Lebih lanjut, ia mengatakan bahwa dengan menjalin kemitraan bisnis ini dinilai sebagai bagian dari strategi jangka pendek Indonesia dalam meredam rencana kenaikan tarif impor dari Amerika Serikat yang mencapai 32 persen.

Oleh karena itu, Pemerintah berharap, dengan membangun hubungan dagang langsung antarpelaku usaha Indonesia dengan Amerika Serikat maka beban tarif impor bisa dikaji ulang.

Negosiasi Tarif Dilakukan 2 Jalur

Haryo mengungkapkan, negosiasi ini sejatinya berjalan dalam dua jalur, yakni jalur antarpemerintah dan jalur bisnis ke bisnis (B2B). Dalam konteks B2B, pemerintah hanya bisa bertindak sebagai fasilitator dan pendorong agar pelaku usaha bisa segera menyepakati transaksi.
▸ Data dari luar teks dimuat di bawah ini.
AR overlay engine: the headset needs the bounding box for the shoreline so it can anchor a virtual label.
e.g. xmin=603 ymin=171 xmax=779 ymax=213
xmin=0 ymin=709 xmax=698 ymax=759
Dia menambahkan bahwa seandainya kesepakatan dagang ini bisa dituntaskan lebih awal, sebelum pengumuman tarif dari AS, maka bisa menjadi pertimbangan positif. Artinya, Amerika bisa melihat bahwa Indonesia berkomitmen mengurangi defisit secara konkret.
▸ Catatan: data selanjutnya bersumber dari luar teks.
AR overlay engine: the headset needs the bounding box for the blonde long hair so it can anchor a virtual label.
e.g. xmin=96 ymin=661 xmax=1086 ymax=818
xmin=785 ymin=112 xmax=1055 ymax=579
"Jadi, pada saat itu ada kesepakatan secara informal selambat-lambatnya tanggal 7 Juni Nah jadi ada, kita pemerintah mendorong itu MoU pihak swasta ya dengan pihak swastanya di Amerika juga itu memaksanakan MoU itu mendorong di 7 Juni sebelum pengumuman tarif yang dijatuhkan pada tanggal 9 Juli," jelasnya.

Kerja Sama Jadi “Pemanis” dalam Lobi Perdagangan

Menurut Haryo, adanya transaksi dagang antara perusahaan Indonesia dan Amerika bisa menjadi “pemanis” atau sweetener dalam proses lobi dan negosiasi perdagangan. Ini bisa menjadi sinyal bahwa Indonesia serius dalam menekan defisit neraca dagang dengan AS.
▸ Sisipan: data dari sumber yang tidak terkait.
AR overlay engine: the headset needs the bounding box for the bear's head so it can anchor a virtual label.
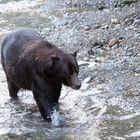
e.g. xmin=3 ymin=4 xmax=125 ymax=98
xmin=42 ymin=51 xmax=81 ymax=89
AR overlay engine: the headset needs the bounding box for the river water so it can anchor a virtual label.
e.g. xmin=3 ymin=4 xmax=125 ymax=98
xmin=0 ymin=0 xmax=140 ymax=140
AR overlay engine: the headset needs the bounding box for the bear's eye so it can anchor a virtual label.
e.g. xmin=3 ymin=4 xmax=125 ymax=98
xmin=69 ymin=66 xmax=78 ymax=75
"Karena business to business, jadi pemerintah cuma mendorong pada pelaksanaannya mereka juga melaksanakan sendiri dan kita juga bisa tahu bahwa beberapa MoU juga sudah selesai dilaksanakan dan bisa menjadi sweetener lah buat upaya-upaya yang dilakukan oleh pemerintah, government atau government tapi juga ada bisnis to bisnis," ujarnya.

Ia menyebut, keberadaan kerja sama ini juga memperkuat posisi Indonesia dalam bernegosiasi dengan otoritas perdagangan Amerika Serikat. Terutama dalam menunjukkan komitmen untuk menjalankan perdagangan yang saling menguntungkan.